The Good Neighbor Next Door Program – How to Get a 50% Discount When Buying a Qualified Home
If you are a police officer, firefighter, emergency medical technician, or a pre-Kindergarten through 12th grade teacher, please do not purchase a home until you have read this article. The United States Department of Housing and Urban Development (HUD) has developed a new program with the sole purpose of filling designated “revitalization areas” with employed professionals in an attempt to strengthen certain communities throughout the country. This program is rightfully named the Good Neighbor Next Door Program (GNND), and is available in numerous communities, in each state, nationwide. And why would these employed professionals choose to participate in this program? The main incentive for buying a home in one of the designated revitalization areas is the 50% discount associated with purchasing one of these HUD homes. Yes, I said 50% discount. Qualified buyers can purchase a $200,000 home and only pay a $100,000 mortgage. The other half of the mortgage is considered a “silent second” mortgage, which the buyer must sign at time of closing. This program is truly a great deal, especially since homeowners have the option to sell the HUD home after the 36 month occupancy period is over, leaving them free to collect the full profit from the sale.

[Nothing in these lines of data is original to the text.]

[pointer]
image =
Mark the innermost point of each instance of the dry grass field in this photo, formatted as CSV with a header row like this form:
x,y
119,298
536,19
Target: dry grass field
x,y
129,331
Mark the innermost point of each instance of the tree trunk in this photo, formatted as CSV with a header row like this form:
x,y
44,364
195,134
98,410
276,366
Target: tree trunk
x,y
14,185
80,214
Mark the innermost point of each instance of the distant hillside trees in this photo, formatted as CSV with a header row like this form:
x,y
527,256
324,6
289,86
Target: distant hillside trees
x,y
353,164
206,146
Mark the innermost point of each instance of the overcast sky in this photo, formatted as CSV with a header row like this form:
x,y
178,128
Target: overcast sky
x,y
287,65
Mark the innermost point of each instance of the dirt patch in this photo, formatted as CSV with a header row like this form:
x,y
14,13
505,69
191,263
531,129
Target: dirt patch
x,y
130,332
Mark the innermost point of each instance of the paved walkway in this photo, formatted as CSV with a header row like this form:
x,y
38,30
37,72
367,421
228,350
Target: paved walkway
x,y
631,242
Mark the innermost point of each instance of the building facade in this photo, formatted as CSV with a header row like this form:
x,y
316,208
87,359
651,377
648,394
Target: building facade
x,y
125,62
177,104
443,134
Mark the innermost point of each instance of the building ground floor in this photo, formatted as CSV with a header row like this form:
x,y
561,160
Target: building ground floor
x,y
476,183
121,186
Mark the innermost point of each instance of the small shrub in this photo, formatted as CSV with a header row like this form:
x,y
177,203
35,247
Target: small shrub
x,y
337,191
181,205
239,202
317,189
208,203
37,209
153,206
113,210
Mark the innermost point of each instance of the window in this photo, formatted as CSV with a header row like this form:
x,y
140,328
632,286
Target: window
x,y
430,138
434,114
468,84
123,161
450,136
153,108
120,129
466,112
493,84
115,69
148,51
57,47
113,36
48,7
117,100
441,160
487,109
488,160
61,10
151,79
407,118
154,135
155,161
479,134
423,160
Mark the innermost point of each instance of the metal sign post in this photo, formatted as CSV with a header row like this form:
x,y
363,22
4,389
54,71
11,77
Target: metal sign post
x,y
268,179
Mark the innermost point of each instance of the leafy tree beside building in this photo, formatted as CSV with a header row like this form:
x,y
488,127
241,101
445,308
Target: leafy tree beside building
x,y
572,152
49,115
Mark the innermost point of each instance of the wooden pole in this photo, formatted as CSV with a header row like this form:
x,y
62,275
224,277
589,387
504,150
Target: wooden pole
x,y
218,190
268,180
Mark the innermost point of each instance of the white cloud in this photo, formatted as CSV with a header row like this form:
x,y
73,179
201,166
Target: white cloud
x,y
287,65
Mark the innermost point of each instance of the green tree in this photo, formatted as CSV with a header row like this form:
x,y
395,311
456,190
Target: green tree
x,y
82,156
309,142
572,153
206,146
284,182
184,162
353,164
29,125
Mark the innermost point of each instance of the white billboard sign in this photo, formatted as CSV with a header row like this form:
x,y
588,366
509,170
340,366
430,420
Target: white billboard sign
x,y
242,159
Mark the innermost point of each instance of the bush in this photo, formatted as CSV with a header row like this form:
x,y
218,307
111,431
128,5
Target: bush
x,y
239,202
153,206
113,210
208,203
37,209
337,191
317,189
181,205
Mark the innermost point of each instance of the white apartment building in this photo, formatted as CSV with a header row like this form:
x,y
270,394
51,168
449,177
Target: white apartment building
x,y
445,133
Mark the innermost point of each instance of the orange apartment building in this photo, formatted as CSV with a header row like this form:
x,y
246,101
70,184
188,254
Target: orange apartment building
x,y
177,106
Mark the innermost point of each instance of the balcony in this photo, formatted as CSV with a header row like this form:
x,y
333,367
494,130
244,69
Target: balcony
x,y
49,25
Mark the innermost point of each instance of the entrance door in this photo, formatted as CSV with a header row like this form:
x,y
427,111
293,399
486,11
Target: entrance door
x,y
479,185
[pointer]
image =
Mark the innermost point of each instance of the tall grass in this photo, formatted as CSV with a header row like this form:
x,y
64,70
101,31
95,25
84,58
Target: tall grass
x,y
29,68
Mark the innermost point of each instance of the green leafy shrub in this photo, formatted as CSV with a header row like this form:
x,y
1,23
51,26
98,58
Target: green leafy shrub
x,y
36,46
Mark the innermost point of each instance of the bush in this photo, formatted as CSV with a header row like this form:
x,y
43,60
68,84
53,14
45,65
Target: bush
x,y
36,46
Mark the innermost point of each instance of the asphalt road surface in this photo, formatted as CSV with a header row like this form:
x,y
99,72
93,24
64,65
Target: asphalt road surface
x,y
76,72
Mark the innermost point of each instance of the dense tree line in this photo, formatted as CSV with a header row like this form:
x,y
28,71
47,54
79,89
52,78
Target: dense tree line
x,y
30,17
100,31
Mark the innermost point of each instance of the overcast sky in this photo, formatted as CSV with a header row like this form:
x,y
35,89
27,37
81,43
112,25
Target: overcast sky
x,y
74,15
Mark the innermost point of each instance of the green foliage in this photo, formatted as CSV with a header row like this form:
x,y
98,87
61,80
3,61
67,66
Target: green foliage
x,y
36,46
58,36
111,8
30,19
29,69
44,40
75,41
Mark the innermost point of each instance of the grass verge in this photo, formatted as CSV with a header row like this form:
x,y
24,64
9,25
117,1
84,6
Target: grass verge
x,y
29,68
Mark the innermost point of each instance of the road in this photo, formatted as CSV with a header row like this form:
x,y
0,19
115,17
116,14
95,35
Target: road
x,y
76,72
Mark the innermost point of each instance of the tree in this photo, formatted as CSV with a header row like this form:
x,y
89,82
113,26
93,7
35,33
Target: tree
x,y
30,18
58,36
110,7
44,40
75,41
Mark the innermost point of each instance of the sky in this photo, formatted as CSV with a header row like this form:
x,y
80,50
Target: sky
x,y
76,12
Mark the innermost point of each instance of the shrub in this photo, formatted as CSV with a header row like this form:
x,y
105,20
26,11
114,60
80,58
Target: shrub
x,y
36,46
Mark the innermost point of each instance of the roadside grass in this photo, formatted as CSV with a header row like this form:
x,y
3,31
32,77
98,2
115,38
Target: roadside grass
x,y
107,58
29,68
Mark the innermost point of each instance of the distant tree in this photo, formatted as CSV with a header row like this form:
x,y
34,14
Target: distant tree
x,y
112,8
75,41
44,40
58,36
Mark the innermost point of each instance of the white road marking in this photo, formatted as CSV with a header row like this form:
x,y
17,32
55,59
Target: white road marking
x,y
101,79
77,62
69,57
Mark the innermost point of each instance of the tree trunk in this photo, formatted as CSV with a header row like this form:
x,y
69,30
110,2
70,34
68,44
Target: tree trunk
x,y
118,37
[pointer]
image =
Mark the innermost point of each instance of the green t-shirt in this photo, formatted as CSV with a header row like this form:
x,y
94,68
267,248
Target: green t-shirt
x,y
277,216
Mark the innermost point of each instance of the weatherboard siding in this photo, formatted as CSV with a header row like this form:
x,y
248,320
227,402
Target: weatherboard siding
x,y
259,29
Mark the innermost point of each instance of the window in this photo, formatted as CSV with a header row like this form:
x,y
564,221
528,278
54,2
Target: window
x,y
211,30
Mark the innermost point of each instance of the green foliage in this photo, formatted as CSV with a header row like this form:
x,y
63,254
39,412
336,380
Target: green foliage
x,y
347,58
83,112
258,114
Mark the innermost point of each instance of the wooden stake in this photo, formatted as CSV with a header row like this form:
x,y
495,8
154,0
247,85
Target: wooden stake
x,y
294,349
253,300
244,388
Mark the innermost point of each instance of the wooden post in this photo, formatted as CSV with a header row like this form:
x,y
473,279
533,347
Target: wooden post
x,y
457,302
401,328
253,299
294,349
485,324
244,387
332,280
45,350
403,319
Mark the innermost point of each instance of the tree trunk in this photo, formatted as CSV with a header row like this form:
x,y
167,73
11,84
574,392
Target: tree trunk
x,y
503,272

So, what’s the catch? In an attempt to strengthen the designated communities, participants of the Good Neighbor Next Door Program must live in the home for the first 36 months after purchasing the home. This is the part of the deal that HUD is very strict about. They mail out annual forms that must be completed and signed stating that the buyer still lives in the home as their primary residence. Failure to live in the home for the designated 36 month period can result in the homeowner having to pay back a pro-rated portion of the “silent second” mortgage, the amount to repay being dependent upon the length of time the homeowner lived in the home.
In addition to being able to qualify for the loan, participants of the Good Neighbor Next Door Program must not have owned a property within the past year. Also, the homes are sold “as is” with no home warranty, since many of the homes in this program are foreclosures. The good news is that there are multiple loan options, some of which include additional monies that can be borrowed to make needed repairs to the HUD homes in this program. The buyer also has to be prepared to pay earnest money equaling approximately 1% of the list price, and the prices of these homes are not negotiable. Interested buyers also must use a Realtor when purchasing one of these HUD homes, which can be beneficial, since the Realtor will be able to guide buyers through the home buying process and offer valuable advice.
To find a list of qualified homes in your state, you can search by state, and then by county or city at the HUD homes website. Make sure you check the website regularly, as the homes listed in the program are only available for 5 days at a time, and then replaced by new properties. A program this great will probably not last, so you may want to take advantage of this program now.